712 BCE – 671 BCE: A Kushite dynasty briefly rules Egypt
671 BCE: Assyrians bring Egypt to its knees and takes Memphis
667 BCE – 665 BCE: Ashurbanipal, the last great king of Assyria, marches his army into Egypt to quell a revolt
653 BCE: Psamtik I rules Egypt and drives out Assyrians from Egypt
Late Period (c. 653 BCE – c. 332 BCE) – Dynasties XXV-XXX
c. 601 BCE: Nebuchadnezzar II, undoubtedly the greatest king of the Neo-Babylonian Empire (626-539), fails to conquer Egypt
525 BCE – 404 BCE: Egypt falls to the Persian Empire
c. 525 BCE: Persia’s Cambyses II conquers the city Pelusium and then turns his attention to the Egyptians
c. 530 BCE: The great architect from the Early Dynastic period, Imhotep, is deified by the Egyptians; many worship him as the son of Ptah, the creator god
c. 520 BCE: Darius the Great, King of Persia, constructs a canal to connect the Nile River to the Red Sea
340 BCE: Virtually all of Egypt comes under the control of Persia
Ptolemaic dynasty (The Hellenistic Age) (323 BCE – 31 BCE)
332 BCE: Following his defeat of the Persian army, Alexander the Great turns his attention to Egypt and takes the land without any resistance from the Egyptians
331 BCE: Alexandria the Great establishes the city of Alexandria, the famous coastal city at the port town of Rhakotis
323 BCE: Alexander the Great dies
323 BCE – 282 BCE: Ptolemy I Soter rules Egypt, which sees the construction of a number of important buildings, including the Great Library – i.e. the Library of Alexandria
285 BCE – 246 BCE: Ptolemy II rules Egypt and continues many of the projects started by Ptolemy I Soter, including the Library of Alexandria and the Lighthouse of Alexandria
276 BCE – 275 BCE: Ptolemy II brings into his rank a number of Celts
259 BCE: Ptolemy II brutally inflicts misery upon the Celts that tried to topple him from the throne
247 BCE: Construction of the famous Lighthouse of Alexandria is finished
217 BCE: Ptolemy IV effectively deploy services of thousands of Celts to defeat the Seleucid King Antiochus III at Raphia
47 BCE: Cleopatra VII becomes the sole ruler of the land of Egypt
30 BCE: Cleopatra VII, the last pharaoh of Egypt, bringing an end to the Ptolemaic era in Egypt
30 BCE: Egypt is brought under the rule of Rome
Other Interesting Facts about Ancient Egypt and its timeline
Ancient Egypt was generally ruled by dynasties. All in all, including the Ptolemaic Dynasty that hailed from ancient Greece, there were about 30 dynasties that spanned the three major time periods (or kingdoms) of ancient Egypt.
To make sense of the history of ancient Egypt, scholars and Egyptologist like to group the civilization into three main kingdoms – the Old Kingdom, the Middle Kingdom, and the New Kingdom. The gap in between the kingdoms is often referred to as the “intermediate” period.
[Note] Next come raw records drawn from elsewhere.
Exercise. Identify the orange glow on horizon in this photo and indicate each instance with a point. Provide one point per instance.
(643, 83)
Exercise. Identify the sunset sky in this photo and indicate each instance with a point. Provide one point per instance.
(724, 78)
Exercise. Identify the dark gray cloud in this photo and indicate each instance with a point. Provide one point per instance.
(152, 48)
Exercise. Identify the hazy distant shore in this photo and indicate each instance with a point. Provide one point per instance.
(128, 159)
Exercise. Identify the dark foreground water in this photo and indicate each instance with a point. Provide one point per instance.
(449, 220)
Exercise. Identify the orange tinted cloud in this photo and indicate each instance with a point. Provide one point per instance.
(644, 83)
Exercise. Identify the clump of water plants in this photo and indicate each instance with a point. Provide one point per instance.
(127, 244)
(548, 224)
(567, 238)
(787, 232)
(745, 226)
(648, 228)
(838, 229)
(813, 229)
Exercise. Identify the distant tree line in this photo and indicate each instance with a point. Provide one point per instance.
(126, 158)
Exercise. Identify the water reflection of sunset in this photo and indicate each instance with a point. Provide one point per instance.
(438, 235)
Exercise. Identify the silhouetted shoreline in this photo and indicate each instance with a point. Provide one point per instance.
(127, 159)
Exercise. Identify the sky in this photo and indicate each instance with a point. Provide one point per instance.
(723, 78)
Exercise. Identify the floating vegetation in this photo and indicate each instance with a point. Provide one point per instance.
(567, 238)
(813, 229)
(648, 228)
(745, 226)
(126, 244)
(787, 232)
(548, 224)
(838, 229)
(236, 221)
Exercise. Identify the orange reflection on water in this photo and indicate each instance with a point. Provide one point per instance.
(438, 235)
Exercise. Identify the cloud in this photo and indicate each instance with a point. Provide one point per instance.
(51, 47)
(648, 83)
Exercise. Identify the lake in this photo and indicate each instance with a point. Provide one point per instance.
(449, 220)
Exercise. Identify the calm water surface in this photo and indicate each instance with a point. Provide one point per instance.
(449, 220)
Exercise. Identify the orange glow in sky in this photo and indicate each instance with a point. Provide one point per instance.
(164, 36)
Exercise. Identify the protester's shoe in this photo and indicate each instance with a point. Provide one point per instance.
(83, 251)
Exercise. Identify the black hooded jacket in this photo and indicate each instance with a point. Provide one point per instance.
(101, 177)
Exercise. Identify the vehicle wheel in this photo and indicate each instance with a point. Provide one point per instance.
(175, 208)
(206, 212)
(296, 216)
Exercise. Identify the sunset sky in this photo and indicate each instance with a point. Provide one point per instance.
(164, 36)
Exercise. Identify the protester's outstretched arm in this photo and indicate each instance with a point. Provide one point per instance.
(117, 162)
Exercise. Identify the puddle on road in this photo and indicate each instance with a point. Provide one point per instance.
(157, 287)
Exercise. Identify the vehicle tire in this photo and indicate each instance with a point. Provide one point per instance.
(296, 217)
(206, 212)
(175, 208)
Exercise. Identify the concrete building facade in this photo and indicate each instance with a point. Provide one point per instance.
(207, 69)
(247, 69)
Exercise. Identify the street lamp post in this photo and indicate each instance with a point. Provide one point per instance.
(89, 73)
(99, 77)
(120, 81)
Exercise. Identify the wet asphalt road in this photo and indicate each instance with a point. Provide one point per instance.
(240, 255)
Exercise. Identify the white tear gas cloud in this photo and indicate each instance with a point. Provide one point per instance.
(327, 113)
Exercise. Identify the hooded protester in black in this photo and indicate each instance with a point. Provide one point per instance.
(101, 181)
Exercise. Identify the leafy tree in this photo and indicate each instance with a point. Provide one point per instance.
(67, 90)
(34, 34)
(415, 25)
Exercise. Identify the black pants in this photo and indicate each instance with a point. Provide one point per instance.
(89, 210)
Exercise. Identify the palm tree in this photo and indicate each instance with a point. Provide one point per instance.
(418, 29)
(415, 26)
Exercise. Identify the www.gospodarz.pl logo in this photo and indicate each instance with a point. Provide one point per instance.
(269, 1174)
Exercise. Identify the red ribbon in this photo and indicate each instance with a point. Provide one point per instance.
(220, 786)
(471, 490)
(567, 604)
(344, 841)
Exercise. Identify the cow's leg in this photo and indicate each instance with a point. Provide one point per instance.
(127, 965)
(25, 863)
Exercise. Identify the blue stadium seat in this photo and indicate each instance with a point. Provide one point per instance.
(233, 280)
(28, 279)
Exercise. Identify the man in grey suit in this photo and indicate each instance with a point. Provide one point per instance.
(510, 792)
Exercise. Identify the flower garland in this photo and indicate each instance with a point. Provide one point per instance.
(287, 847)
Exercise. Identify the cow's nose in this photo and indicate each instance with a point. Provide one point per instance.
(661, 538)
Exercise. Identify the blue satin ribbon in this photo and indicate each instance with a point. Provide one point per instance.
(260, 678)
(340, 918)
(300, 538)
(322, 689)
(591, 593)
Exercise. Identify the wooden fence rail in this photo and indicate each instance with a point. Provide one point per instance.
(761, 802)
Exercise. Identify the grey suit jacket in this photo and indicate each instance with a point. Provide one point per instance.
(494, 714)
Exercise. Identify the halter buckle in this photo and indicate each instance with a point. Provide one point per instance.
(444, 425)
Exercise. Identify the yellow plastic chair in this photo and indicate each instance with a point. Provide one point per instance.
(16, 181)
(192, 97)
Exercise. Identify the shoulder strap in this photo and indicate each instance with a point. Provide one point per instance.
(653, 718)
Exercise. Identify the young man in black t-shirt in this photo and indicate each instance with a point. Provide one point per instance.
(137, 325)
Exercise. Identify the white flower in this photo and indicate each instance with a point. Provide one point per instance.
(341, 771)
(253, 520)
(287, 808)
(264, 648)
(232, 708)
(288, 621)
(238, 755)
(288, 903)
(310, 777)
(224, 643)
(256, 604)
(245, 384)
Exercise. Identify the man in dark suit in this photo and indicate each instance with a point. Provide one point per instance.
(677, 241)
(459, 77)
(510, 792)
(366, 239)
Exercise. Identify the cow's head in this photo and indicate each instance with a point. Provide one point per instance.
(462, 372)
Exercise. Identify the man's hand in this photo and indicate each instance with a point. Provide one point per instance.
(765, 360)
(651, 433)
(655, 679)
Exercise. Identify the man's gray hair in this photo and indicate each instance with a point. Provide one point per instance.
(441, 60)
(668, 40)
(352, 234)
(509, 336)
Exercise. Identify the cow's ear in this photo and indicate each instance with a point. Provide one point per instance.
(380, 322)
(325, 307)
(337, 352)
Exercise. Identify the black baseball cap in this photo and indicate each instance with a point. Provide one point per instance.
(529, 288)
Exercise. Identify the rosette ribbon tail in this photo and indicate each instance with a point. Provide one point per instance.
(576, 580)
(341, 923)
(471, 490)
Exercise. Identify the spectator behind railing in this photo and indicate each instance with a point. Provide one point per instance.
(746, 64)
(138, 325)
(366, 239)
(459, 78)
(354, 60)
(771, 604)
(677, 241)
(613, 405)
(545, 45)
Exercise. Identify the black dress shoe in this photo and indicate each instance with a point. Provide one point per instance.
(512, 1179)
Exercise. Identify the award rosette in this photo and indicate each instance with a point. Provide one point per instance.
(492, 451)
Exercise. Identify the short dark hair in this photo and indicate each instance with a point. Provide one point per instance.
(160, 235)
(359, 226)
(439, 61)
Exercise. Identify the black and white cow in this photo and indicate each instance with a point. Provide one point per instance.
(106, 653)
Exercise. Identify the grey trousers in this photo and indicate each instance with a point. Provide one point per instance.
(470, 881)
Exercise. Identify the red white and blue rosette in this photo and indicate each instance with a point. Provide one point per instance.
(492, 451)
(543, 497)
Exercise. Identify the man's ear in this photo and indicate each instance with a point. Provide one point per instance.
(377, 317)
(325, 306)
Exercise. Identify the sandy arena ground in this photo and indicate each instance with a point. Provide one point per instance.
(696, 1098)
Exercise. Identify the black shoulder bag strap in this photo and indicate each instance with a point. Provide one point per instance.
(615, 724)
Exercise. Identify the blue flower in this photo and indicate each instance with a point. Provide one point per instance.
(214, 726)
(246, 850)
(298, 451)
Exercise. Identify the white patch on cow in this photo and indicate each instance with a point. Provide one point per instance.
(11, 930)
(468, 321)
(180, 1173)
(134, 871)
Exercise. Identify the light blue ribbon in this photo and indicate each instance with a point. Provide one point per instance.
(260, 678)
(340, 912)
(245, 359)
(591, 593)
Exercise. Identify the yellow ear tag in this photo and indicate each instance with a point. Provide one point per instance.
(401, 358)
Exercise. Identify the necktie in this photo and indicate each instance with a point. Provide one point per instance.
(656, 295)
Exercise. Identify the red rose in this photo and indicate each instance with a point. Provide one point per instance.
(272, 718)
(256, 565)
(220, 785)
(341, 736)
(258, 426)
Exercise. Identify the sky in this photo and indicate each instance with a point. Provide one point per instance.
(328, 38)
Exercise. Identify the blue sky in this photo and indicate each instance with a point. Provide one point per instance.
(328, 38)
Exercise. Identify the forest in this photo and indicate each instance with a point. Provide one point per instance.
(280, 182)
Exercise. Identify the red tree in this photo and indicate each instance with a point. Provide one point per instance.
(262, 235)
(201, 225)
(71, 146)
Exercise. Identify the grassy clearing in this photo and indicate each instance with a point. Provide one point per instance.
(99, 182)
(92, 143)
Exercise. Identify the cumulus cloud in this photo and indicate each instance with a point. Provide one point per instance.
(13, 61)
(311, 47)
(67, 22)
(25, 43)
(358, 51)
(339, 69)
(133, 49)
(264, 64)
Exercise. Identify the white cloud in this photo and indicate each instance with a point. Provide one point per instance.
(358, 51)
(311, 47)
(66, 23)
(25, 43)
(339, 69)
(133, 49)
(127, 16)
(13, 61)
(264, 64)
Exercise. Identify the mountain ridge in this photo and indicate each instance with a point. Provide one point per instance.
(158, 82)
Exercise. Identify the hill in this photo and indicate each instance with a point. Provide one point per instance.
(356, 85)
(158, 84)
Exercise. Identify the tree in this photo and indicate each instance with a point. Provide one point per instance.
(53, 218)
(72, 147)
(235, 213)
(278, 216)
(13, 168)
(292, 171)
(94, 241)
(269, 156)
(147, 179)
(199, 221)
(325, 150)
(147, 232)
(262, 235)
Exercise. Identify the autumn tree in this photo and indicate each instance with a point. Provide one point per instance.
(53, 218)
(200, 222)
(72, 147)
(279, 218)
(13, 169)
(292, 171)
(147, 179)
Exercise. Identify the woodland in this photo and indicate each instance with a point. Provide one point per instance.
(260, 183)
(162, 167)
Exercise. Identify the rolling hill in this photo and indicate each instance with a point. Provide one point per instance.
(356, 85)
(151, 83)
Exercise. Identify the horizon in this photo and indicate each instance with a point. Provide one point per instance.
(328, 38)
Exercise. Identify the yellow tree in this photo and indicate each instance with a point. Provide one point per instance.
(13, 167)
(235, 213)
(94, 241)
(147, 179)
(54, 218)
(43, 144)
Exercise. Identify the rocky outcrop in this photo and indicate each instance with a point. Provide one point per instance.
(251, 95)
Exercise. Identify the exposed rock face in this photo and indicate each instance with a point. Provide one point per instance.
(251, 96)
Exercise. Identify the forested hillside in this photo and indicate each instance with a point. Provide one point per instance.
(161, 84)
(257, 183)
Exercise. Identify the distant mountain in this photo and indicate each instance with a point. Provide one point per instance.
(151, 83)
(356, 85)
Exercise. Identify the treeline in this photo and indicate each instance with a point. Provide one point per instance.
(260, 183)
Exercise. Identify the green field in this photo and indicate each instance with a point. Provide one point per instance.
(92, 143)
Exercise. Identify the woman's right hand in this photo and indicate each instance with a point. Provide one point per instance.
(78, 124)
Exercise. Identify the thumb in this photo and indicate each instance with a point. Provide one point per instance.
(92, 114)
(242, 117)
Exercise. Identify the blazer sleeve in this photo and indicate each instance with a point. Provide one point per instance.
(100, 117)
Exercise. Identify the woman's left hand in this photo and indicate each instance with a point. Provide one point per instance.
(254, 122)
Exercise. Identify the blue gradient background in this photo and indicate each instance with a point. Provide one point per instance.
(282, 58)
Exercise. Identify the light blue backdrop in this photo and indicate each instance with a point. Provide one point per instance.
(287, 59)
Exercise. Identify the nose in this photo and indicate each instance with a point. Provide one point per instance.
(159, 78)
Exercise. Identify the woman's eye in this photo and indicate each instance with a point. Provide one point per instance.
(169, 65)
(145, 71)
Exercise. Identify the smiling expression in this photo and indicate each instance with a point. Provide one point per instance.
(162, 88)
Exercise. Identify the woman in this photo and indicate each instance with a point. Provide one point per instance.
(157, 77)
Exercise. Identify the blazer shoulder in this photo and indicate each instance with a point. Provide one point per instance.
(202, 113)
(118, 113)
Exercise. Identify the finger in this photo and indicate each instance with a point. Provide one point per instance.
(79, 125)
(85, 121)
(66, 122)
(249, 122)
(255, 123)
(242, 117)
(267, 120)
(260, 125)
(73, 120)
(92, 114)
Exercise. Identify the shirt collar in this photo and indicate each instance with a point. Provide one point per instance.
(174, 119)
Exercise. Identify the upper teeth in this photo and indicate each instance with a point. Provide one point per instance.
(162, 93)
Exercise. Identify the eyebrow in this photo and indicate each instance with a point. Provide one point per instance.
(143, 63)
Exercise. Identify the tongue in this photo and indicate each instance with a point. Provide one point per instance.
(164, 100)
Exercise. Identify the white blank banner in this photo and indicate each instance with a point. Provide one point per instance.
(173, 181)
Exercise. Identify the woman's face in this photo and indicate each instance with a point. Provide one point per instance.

The Predynastic Period saw an increase pottery, ceramics, ivory carvings and cosmetic palettes.
Beginning around the 5th dynasty, Egyptians started making exquisite paintings and decorations on the walls of mortuary chapels that housed their deceased pharaohs. They were also fond of building statues of kings in those temples.
Potter’s wheel was invented in the 5th dynasty, which was in the Old Kingdom period.